Chylothorax and Breastfeeding
by Anne Eglash MD, IBCLC, FABM
Chylothorax is a condition where lymphatic fluid collects in the chest cavity, between the lung and the chest wall. Infants are rarely born with this, and others develop this after surgery due to disruption of the lymphatic system that is supposed to haul away this fluid. The fluid contains proteins, fats and different elements from the immune system such as antibodies and infection-fighting cells. Because this nutritious fluid ends up in the chest wall, the infant can develop malnutrition, dehydration and infections.
According to the authors of this week’s CQW, the primary management for chylothorax is dietary, which involves using medium-chain triglycerides as the fat source, rather than long chain fatty acids found in breastmilk, in order to bypass the lymphatic system. Medium chain fatty acids do not transfer into the lymph tissue like long chain fatty acids do. Over time, the infant’s body heals its lymphatic system. Historically mothers were instructed to not breastfeed infants with chylothorax.
As our readers know, breastmilk has a myriad of bioactive factors that help fight infection and strengthen the infant’s immune system. So the question is, can infants with chylothorax receive breastmilk? The long-chain fatty acids in breastmilk would need to be removed in order to avoid increasing the chyle volume.
The authors performed a systematic review of published literature on this topic. Admittedly, the research is scant, with only a retrospective case series, a few case reports, and 2 small case studies meeting criteria for this review.
- It is generally recommended to fortify skimmed breastmilk with medium chain triglycerides, fat-soluble vitamins, essential fatty acids, and protein.
- Using a centrifuge to separate the fat from breastmilk has been shown to be effective.
- Many human milk banks have the equipment and knowledge to skim breastmilk.
- Continuing dietary fat restriction for the infant for 2-6 weeks after lymphatic fluid is gone would be reasonable.
- Skimmed breastmilk contains ½ the calories of regular breastmilk.
- Allowing milk to separate in the refrigerator, and then using a syringe or spoon to remove the fat layer, is as effective as centrifuging the milk to remove the fat layer.
See the Answer
Congenital chylothorax (CC) is a rare and life-threating condition. Since its treatment is founded on the elimination of long-chain fatty acids from the diet, breastfeeding has been traditionally contraindicated.
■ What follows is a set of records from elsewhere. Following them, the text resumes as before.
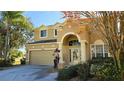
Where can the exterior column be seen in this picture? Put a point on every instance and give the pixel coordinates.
(83, 51)
(61, 62)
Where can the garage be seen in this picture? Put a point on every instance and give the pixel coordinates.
(41, 57)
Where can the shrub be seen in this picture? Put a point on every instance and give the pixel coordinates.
(83, 71)
(105, 71)
(5, 64)
(23, 61)
(79, 70)
(68, 73)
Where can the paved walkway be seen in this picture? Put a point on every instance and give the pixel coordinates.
(28, 73)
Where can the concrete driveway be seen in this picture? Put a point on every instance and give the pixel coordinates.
(28, 73)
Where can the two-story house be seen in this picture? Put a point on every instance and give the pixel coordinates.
(76, 42)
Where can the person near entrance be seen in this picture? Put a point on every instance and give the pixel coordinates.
(56, 57)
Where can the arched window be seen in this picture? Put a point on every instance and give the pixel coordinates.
(74, 43)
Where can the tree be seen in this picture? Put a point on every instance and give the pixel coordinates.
(110, 24)
(16, 25)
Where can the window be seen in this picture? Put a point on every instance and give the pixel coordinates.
(43, 33)
(99, 51)
(55, 32)
(74, 43)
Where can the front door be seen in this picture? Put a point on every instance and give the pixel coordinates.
(74, 55)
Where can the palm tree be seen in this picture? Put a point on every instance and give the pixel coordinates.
(13, 21)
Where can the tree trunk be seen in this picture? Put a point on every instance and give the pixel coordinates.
(6, 54)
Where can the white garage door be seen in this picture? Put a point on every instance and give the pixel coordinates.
(44, 57)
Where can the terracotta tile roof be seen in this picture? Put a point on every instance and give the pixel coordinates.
(44, 41)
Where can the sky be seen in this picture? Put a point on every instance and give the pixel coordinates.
(44, 17)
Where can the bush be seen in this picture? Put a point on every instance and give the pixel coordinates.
(79, 70)
(23, 61)
(5, 64)
(101, 60)
(105, 70)
(68, 73)
(83, 71)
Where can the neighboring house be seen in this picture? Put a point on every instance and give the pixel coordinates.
(76, 42)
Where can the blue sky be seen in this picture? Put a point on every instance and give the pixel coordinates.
(44, 17)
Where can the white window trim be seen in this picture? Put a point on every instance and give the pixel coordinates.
(45, 36)
(95, 50)
(54, 33)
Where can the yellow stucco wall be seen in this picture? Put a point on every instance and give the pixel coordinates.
(69, 26)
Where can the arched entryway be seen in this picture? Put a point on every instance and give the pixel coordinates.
(71, 49)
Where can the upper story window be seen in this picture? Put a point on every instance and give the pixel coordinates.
(74, 43)
(43, 33)
(55, 32)
(99, 50)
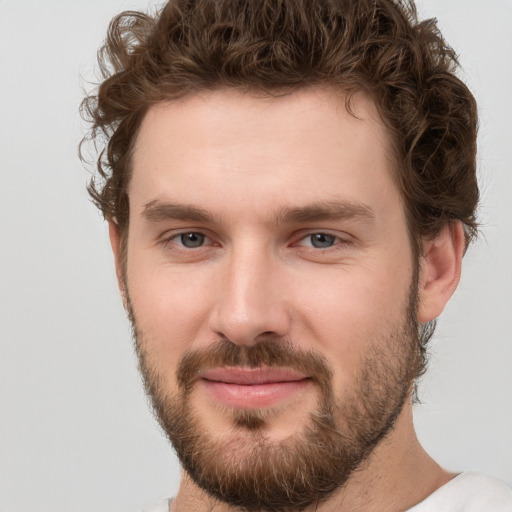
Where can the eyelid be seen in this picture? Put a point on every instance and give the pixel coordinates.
(343, 238)
(170, 236)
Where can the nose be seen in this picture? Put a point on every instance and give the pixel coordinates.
(250, 299)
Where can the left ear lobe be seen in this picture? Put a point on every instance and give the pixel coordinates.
(440, 269)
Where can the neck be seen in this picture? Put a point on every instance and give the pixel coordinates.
(398, 475)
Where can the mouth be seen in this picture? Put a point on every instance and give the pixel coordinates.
(250, 388)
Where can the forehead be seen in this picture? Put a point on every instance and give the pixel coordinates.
(227, 148)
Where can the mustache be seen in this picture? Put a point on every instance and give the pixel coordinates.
(265, 353)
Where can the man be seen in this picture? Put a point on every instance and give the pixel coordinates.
(290, 188)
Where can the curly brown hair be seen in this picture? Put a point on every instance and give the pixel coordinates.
(275, 47)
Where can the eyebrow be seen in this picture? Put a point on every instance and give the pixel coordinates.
(322, 211)
(160, 211)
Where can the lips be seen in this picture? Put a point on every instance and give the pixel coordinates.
(252, 387)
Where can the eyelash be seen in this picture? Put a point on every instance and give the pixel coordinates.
(337, 240)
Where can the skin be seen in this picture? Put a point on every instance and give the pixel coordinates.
(243, 159)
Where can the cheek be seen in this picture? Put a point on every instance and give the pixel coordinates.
(170, 308)
(351, 312)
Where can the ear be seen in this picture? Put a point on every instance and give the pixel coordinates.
(115, 242)
(440, 268)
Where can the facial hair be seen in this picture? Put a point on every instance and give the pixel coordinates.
(249, 470)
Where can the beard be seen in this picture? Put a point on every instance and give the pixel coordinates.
(246, 468)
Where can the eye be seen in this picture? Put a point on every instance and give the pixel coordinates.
(321, 240)
(191, 240)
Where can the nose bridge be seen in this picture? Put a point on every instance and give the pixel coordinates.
(249, 301)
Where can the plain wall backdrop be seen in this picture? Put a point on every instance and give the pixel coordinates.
(75, 430)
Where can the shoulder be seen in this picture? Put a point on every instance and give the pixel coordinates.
(161, 506)
(469, 492)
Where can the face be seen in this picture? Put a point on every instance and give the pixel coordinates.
(271, 285)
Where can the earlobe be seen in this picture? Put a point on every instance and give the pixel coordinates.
(440, 269)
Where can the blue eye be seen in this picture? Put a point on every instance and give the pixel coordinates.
(322, 240)
(192, 240)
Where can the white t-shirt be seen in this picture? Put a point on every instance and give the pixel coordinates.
(467, 492)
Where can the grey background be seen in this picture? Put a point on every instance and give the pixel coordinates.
(75, 432)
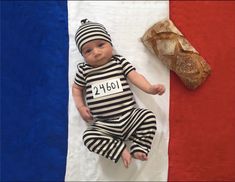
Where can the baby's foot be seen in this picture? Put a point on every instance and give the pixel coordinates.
(141, 156)
(126, 157)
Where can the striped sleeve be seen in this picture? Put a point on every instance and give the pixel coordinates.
(80, 78)
(126, 65)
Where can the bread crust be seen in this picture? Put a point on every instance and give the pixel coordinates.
(165, 41)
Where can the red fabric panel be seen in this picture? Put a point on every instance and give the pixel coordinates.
(202, 122)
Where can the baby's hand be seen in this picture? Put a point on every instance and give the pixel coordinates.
(157, 89)
(85, 113)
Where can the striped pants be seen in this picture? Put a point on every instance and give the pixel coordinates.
(107, 138)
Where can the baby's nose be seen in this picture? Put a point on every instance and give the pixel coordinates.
(96, 51)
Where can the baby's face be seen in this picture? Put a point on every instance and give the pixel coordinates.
(97, 52)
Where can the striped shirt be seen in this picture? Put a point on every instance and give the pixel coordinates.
(108, 93)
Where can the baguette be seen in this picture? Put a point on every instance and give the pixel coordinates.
(165, 41)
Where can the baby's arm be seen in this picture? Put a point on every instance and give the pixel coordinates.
(142, 83)
(80, 104)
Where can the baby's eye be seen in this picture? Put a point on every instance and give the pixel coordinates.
(101, 44)
(87, 51)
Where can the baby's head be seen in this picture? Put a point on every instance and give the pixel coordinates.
(94, 43)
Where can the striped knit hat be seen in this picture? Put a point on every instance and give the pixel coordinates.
(89, 31)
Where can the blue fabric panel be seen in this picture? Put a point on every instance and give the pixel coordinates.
(34, 90)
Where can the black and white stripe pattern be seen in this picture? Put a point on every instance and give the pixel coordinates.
(110, 106)
(107, 138)
(89, 31)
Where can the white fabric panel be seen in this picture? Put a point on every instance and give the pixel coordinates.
(126, 22)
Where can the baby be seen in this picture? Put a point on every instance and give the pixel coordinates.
(102, 95)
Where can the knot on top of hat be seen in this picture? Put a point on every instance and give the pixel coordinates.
(84, 21)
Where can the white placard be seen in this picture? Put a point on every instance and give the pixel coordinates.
(106, 87)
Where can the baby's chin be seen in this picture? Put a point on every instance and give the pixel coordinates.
(100, 63)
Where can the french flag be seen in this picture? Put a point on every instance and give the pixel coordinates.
(41, 130)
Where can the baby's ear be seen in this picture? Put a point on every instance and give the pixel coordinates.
(114, 51)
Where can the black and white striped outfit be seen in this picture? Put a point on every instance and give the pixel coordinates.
(116, 117)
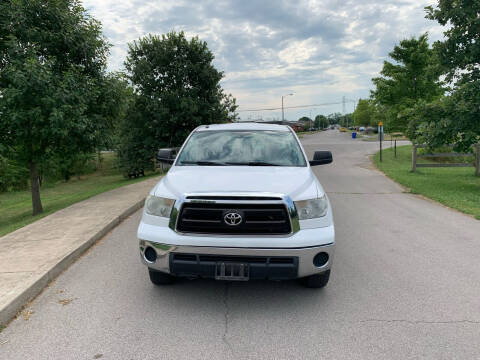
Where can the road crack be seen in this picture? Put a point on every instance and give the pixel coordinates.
(416, 322)
(226, 318)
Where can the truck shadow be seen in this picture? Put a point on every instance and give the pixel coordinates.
(270, 298)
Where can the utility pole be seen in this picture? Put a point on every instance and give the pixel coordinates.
(283, 116)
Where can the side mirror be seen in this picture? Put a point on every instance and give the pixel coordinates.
(166, 156)
(321, 158)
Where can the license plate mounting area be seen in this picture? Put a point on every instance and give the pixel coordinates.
(232, 271)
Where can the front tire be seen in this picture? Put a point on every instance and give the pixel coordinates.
(159, 278)
(317, 281)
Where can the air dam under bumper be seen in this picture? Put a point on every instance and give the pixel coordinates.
(265, 263)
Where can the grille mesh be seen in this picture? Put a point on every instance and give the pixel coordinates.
(208, 218)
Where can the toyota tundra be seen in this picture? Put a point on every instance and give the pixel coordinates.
(239, 202)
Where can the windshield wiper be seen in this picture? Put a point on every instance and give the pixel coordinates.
(253, 163)
(205, 163)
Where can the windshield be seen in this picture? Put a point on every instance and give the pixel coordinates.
(243, 148)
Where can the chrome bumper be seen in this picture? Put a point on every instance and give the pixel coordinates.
(305, 255)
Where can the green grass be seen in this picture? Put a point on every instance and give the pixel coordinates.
(16, 207)
(457, 188)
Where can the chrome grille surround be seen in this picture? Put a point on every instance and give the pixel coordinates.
(247, 198)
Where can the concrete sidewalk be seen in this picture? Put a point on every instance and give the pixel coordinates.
(34, 255)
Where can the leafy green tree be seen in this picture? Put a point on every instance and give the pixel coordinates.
(413, 76)
(459, 56)
(177, 88)
(52, 64)
(364, 114)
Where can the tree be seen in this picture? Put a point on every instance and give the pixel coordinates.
(177, 88)
(459, 56)
(52, 64)
(364, 114)
(414, 76)
(321, 121)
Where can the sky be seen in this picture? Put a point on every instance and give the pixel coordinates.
(321, 51)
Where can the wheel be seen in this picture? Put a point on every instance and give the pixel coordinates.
(317, 280)
(159, 278)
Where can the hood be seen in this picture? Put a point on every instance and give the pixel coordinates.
(297, 182)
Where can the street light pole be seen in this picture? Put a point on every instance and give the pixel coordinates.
(283, 117)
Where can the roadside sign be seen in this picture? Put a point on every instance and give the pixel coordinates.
(380, 137)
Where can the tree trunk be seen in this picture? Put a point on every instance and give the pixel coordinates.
(35, 186)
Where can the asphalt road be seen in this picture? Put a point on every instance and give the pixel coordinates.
(405, 285)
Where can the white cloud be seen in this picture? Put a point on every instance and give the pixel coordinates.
(321, 49)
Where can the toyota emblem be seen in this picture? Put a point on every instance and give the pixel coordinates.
(233, 218)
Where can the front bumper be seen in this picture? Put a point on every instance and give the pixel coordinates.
(303, 259)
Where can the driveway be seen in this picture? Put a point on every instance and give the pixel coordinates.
(405, 285)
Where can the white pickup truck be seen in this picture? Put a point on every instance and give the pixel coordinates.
(239, 202)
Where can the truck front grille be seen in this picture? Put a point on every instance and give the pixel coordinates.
(260, 267)
(209, 218)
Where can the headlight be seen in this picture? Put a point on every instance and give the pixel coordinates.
(311, 209)
(158, 206)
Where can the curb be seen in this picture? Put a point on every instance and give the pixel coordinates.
(39, 282)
However, breast milk could be very beneficial due to its immunological and nutritional benefits. Only limited research has been published about the usage of modified-fat breast milk (MBM) in chylothorax treatment.
Methods and Results
Systematic review methods were used by two independent reviewers. Only a few case report studies (quality assessment on the domains of the GRADE approach), two small controlled studies, a retrospective study, and some test-tube-based laboratory research met the inclusion criteria. Despite this, we have observed a widespread clinical adoption of this novel treatment in health institutions. Data suggest that modified-fat breast milk does facilitate the resolution of chylothoraces. Refrigerated centrifuge (2C, 3,000 rpm for 15 minutes) and syringe fat removal methods were the most efficient options in terms of fat reduction.
Feeding of human milk is advisable in CC and feasible by means of a simple milk defatting procedure. Open questions remain, related to length and degree of fat restriction and need for individualized fortification of defatted breast milk.
We don’t have much information in the literature regarding the use of skimmed breastmilk for chylothorax, and the studies included in this review include different methods of skimming, depending on whether it is done in the hospital, at home, or at a milk bank. Centrifuging the milk appears to be more effective at removing fat than removing the fat with a syringe or spoon, after the milk has separated in the refrigerator. One case study involved an infant whose family use a top loading washing machine to centrifuge the milk for skimming.
The bottom line is that the fat removal procedure is not complicated. Involvement of a nutritionist to determine proper fortification of the skimmed milk is important, as is close monitoring of infant growth. In short, there does not appear to be a good reason to withhold fortified skimmed breastmilk from infants with chylothorax.